Tuning a text analyser
Feb. 12th, 2010 03:44 pmI took the raw program and profiled it using largest chunk of text I had to hand, George Eliot's Middlemarch, as it happens. I noticed almost immediately that most of the code spent most of its time in the routine that updated the word frequency hash, and that the routine spent most of this time running a series of regular expressions to clean off any non-alphanumeric characters prior to updating the frequency hash. Suspecting that this wasn't very efficient, I decided to benchmark a few alternatives.
My original code looked something like the following:
def case1(word):
word = re.sub("^\\W*", "", word)
word = re.sub("\\W*$", "", word)
return word
So I decided to replace the pair of substitutions with a single one:
def case2(word):
return re.sub("^\\W*(\\w+?)\\W*$", "\\1", word)
But I discovered that this decreased performance by 25 per cent. So I decided to try a simple regexp match instead:
def case3(word):
m = re.match("^\\W*(\\w+?)\\W*$", word)
if m:
return m.group(1)
This gave a 160 per cent improvement on the original. But I realised I could do still better if I abandoned regexps altogether and replaced them with some plain string processing:
def case4(word):
return word.strip(",.?!:;'\"")
Sure enough, this gave a 1200 per cent improvement over the original
re.sub()
code, which reduced the cost of the function to the point where a re.split()

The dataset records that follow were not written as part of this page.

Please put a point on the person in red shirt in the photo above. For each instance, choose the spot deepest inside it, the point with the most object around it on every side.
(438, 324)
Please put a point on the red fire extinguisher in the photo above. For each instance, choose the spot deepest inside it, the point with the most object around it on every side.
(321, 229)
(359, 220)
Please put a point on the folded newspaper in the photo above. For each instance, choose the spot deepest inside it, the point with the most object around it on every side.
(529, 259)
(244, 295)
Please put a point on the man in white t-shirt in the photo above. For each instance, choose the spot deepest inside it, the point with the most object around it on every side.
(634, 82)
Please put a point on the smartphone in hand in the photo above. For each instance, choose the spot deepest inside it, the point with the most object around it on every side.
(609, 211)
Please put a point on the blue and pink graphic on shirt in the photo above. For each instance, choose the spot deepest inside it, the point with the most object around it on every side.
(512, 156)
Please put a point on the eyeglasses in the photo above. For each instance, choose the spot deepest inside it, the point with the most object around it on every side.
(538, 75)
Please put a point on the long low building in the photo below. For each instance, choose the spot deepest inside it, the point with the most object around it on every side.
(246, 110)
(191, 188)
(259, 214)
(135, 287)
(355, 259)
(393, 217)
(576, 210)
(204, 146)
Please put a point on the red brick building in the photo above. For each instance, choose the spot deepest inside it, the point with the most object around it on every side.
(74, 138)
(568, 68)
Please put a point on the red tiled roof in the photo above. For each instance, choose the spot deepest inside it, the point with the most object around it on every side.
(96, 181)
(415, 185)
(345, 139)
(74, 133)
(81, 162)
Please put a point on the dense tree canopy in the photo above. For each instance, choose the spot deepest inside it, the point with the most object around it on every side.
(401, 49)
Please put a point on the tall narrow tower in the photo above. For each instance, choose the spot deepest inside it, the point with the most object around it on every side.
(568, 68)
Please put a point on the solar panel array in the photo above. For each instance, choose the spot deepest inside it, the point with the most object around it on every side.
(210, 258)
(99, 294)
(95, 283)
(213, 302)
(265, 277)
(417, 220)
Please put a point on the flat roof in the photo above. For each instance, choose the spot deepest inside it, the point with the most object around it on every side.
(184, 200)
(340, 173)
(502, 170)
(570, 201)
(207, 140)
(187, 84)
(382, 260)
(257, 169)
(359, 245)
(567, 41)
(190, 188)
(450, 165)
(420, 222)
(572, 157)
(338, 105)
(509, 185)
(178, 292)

in the caller become one of the dominant costs. Once this was replaced with an almost equivalent set of string splits, I found that the elapsed time of the program had been more than halved and the problem had moved from being CPU bound to being IO bound.The moral of the story, then, is that although regular expressions are often useful they significantly limit code scalability and should be avoided in codes where performance is likely to be important.